40

2.1K 100 6
                                    

Bunyi ketukan jam terdengar. Bau obat-obatan menjalar ke seluruh ruangan. Lorong rumah sakit begitu sepi.

Ruang VIP terletak di ujung lorong. Di sana terdapat pemuda mungil yang terbaring lemah. Sudah 2 hari ia tidur sejak kemarin pingsan.

Thomas, Reyga, dan Reza duduk di sofa dalam kamar rumah sakit. Tidak ada yang berbicara. Wajah lelah terlihat, menandakan tidak satupun dari mereka yang tidur.

Reyga dan Reza merasa lelah, pikirannya entah kemana. Sang kepala keluarga terus mengusap wajah. Tangannya masih menggenggam satu lembar foto.

Foto yang sudah lama disimpan. Tidak pernah terpikirkan dalam hidupnya jika hal yang ia tidak inginkan harus terjadi.

Reza merasa gusar. Tidak henti ia memainkan jemari. Ia masih ingat wajah pucat sang adik yang tergeletak di lantai rumah. Ia begitu terkejut, kalau saja ia terlambat entah apa yang terjadi pada dirinya sendiri.

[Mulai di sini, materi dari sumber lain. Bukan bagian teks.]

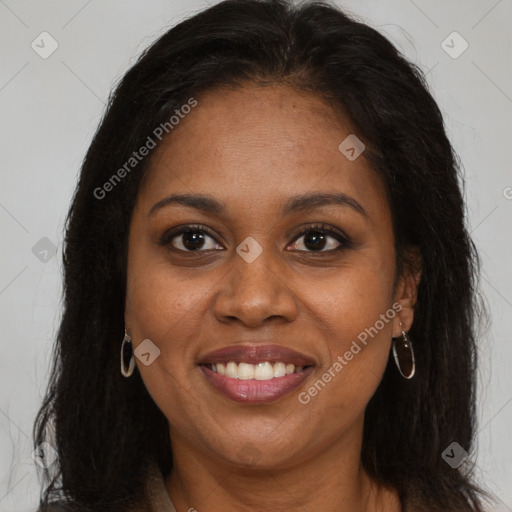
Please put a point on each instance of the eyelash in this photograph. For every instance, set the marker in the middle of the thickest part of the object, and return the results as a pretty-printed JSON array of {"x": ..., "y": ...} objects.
[{"x": 342, "y": 238}]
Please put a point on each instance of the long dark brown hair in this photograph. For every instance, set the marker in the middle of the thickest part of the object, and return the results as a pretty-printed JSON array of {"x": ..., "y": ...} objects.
[{"x": 106, "y": 429}]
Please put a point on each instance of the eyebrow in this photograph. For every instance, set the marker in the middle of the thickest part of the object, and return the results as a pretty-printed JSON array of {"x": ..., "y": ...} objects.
[{"x": 303, "y": 202}]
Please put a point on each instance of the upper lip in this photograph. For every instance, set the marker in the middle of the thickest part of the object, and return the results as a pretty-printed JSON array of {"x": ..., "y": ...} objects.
[{"x": 255, "y": 354}]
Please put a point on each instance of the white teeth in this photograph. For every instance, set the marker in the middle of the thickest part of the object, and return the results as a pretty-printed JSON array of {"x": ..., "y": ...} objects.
[
  {"x": 232, "y": 370},
  {"x": 245, "y": 371},
  {"x": 279, "y": 369},
  {"x": 263, "y": 371},
  {"x": 260, "y": 371}
]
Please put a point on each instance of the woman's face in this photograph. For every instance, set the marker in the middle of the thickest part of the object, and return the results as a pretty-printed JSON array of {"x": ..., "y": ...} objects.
[{"x": 247, "y": 278}]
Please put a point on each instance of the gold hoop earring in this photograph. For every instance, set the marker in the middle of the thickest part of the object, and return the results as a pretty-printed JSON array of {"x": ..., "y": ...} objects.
[
  {"x": 127, "y": 353},
  {"x": 404, "y": 355}
]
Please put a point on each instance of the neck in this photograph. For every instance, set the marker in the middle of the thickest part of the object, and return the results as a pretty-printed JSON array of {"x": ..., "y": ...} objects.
[{"x": 330, "y": 480}]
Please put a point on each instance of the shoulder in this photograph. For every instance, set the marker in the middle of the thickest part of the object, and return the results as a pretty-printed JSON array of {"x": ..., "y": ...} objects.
[{"x": 56, "y": 506}]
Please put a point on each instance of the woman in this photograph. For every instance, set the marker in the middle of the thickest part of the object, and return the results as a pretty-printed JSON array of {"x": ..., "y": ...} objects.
[{"x": 268, "y": 236}]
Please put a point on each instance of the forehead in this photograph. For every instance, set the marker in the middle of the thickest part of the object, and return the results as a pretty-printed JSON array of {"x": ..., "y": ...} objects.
[{"x": 259, "y": 142}]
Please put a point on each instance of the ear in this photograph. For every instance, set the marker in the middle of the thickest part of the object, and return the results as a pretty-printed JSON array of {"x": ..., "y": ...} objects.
[{"x": 406, "y": 293}]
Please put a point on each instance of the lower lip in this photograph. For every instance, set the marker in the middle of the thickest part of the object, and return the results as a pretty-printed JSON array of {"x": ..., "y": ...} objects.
[{"x": 252, "y": 391}]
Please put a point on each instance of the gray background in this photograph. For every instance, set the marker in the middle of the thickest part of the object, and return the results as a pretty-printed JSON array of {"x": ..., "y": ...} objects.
[{"x": 51, "y": 107}]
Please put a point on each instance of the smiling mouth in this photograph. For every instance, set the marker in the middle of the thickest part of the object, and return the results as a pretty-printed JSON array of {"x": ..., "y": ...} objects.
[{"x": 264, "y": 370}]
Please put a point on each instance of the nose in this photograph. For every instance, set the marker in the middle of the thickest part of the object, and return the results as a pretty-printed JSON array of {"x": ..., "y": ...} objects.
[{"x": 255, "y": 291}]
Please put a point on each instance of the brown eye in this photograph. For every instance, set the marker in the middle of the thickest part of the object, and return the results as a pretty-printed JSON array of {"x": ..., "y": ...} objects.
[
  {"x": 318, "y": 238},
  {"x": 190, "y": 239}
]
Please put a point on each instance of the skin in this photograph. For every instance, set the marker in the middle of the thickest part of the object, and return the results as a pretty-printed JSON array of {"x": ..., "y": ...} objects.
[{"x": 252, "y": 148}]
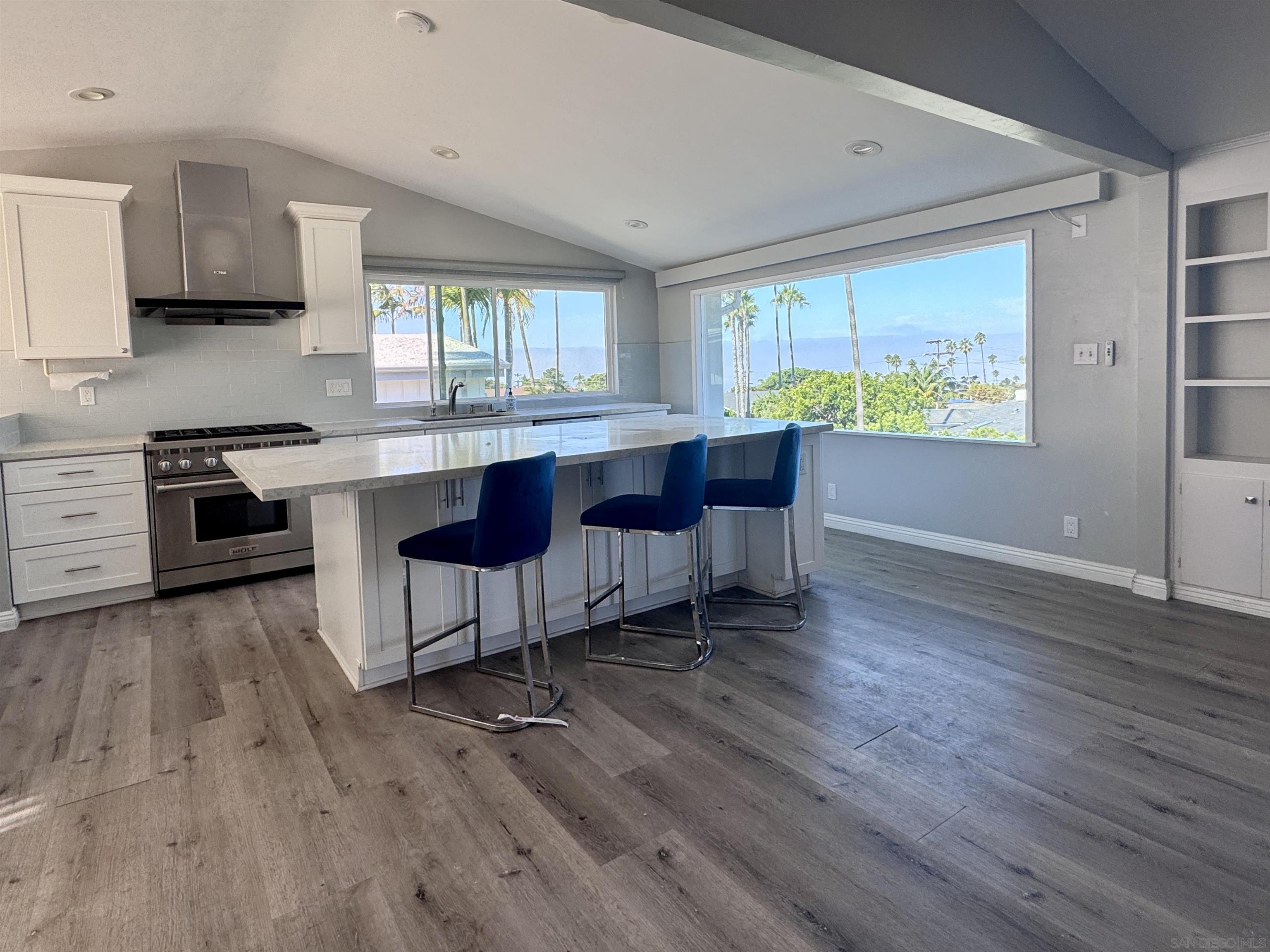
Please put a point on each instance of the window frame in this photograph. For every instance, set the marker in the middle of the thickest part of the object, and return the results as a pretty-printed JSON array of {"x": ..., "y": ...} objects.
[
  {"x": 933, "y": 253},
  {"x": 380, "y": 274}
]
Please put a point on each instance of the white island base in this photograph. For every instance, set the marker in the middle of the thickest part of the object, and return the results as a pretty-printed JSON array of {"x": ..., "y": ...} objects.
[{"x": 356, "y": 531}]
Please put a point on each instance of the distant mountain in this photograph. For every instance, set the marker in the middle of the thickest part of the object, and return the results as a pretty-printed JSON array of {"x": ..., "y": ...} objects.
[{"x": 835, "y": 355}]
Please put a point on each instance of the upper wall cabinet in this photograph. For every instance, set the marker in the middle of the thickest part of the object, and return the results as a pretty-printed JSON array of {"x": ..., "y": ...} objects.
[
  {"x": 64, "y": 262},
  {"x": 329, "y": 255}
]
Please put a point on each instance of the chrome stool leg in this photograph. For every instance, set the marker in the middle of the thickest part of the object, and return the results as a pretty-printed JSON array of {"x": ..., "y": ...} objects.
[
  {"x": 556, "y": 694},
  {"x": 797, "y": 605},
  {"x": 700, "y": 632}
]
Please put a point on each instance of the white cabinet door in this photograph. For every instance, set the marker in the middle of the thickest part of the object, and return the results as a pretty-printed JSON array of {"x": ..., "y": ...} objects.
[
  {"x": 67, "y": 277},
  {"x": 329, "y": 257},
  {"x": 1221, "y": 534}
]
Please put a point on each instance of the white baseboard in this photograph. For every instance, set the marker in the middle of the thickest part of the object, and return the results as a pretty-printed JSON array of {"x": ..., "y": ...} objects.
[
  {"x": 1248, "y": 605},
  {"x": 1010, "y": 555},
  {"x": 1151, "y": 587}
]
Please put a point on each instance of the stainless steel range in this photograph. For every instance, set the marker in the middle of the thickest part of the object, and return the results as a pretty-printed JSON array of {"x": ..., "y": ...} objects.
[{"x": 208, "y": 526}]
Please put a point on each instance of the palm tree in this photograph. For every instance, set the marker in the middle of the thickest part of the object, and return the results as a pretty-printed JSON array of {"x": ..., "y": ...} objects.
[
  {"x": 776, "y": 317},
  {"x": 966, "y": 348},
  {"x": 930, "y": 379},
  {"x": 855, "y": 355},
  {"x": 740, "y": 318},
  {"x": 517, "y": 309},
  {"x": 792, "y": 298},
  {"x": 559, "y": 379},
  {"x": 398, "y": 301},
  {"x": 468, "y": 303}
]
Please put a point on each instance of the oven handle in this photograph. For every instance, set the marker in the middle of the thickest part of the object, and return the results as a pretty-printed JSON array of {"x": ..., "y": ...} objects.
[{"x": 200, "y": 484}]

Dirinya yang melihat pemandangan itu langsung membawa Eliot ke rumah sakit dibantu oleh teman-temannya. Ia menyesal meninggalkan Eliot sendirian. Seandainya waktu itu ia tetap berada di samping Eliot, mungkin hal ini tidak terjadi.

Reza tidak lama menghubungi Thomas dan Reyga yang baru saja sampai dari luar kota. Tidak ada kata yang terucap. Mereka begitu lelah tapi entah mengapa mata mereka tidak bisa memejamkan mata.

Takut jika sang empu tidak pernah bangun lagi. Sebenarnya Eliot tidak bangun karena stres yang ia alami dan juga kepalanya yang kaget akan ingatan masa lalu yang terekam jelas.

Penjelasan dari Dokter Ricky kemarin malam. Mereka menjadi ketakutan. Disatu sisi mereka tidak ingin Eliot mengingat masa lalunya. Dokter Ricky di satu sisi tidak tahu lagi hal terbaik apa yang harus ia lakukan.

"Dad, kapan Eliot bangun?" Ucap Reza resah.

"Sabarlah boy. Adikmu akan bangun jika ia sudah tidak lelah lagi."

"Bagaimana jika Eliot membenci kita, Dad?" Tanya Reyga cemas.

Huh

"Da-daddy tidak tahu. Daddy bahkan tidak dapat membayangkan hal itu terjadi."

"Bang, yang harus kita lakukan sekarang hanya bisa menunggu Eliot bangun."

Thomas benar-benar cemas. Ia khawatir jika pemuda mungil yang telah mengisi hatinya tidak bangun lagi. Ia bahkan tidak berani untuk menggenggam jemari kecil pemuda tersebut.

Dirinya menjaga jarak. Takut, jika semakin dirinya dekat dengan pemuda itu, sang anak bungsunya tidak akan pernah bangun lagi.

Banyak sekali gejolak di hati Thomas. Ia menyesal. Seharusnya ia tidak pernah membiarkan Eliot jauh dari jangkauannya. Jika saja ia tidak lelah, Reza akan ia hukum untuk mempertanggung jawabkan hal tersebut.

Namun, hal itu percuma saja. Dirinya hanya bisa menunggu anak bungsunya bangun. Setelah itu, ia akan berjanji agar Eliot tidak dapat lagi jauh dari jangkauannya.

Ia tidak tahu bagaimana respon anak bungsunya nanti. Thomas memandangi selembar foto keluarganya dulu.

Mereka terlihat bahagia. Walaupun Thomas jarang tersenyum, tapi ia menyadari betapa bahagianya dirinya kala itu. Hatinya berdetak begitu kencang.

Ia tidak pernah menyangka sepeninggalan istri tercintanya akan membuatnya menjadi sosok sekarang. Sosok bajingan yang telah merusak pertama berharga.

Thomas sekali lagi mengusap wajah.

Tok

Tok

Tok

Pintu terbuka, disana Dokter Ricky berada di depan pintu.